There are some harsh truths that authors feel they can tell only through fiction.
Peter Hain’s new novel the Rhino Conspiracy is a thriller about rhino poaching linked to global criminal syndicates who in turn are linked to corrupt politicians. The rot goes right to the top of the South African state.
It merges ecological themes with a wider portrait of politicians whose interest is in enriching themselves. It’s a cry of rage about what has happened to the dreams about progress when Nelson Mandela came to power.
Hain, brought up in South Africa, came to Britain when his anti-apartheid parents were forced into exile. He became a prominent campaigner against apartheid.
He has remained a friend of the African National Congress (ANC). But he uses his book to deliver a brutal denunciation of the present set-up.
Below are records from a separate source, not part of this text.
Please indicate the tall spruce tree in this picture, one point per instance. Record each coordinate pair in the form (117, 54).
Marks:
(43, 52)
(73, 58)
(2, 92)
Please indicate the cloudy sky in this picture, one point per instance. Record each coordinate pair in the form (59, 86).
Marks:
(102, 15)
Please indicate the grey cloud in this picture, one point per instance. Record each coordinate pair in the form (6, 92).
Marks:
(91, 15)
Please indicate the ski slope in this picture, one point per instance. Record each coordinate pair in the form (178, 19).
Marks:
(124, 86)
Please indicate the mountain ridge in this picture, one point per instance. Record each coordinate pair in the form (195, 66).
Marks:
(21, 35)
His central character is “the Veteran”—a thinly-disguised version of Ronnie Kasrils. Kasrils was a leading figure in the armed struggle against apartheid, then cabinet minister and today is an outspoken critic of ANC governments.
The Veteran tells us that, “Apartheid had gone, but a corrupt police service had been reincarnated.”
Later the Veteran is warned by the state, receiving “exactly the sort of warning letters the old apartheid Minister of Police used to issue to anti-apartheid activists”.
He considers the Marikana massacre of 2012 when striking miners were shot down by police.
The killers were “not the white supremacist police of old but predominantly black police officers directed by a black police chief appointed by the majority black government of his own ANC.”
Much of the time the Veteran contrasts the present with what he sees as the much better governments of Mandela and Thabo Mbeki.
It’s therefore devastating when the Veteran muses towards the end of the book, “Perhaps it arose from something even deeper within the foundations of the ‘Mandela miracle’?
“The transformation, the Veteran considered, had been a ‘Faustian pact’ in which democratic majority rule had been conceded in return for maintaining the power of the predominantly white economic elite. Which had then, as part of the pact, co-opted a new black economic elite.”
The novel tells us harsh truths about the limitations of the changes after the fall of apartheid.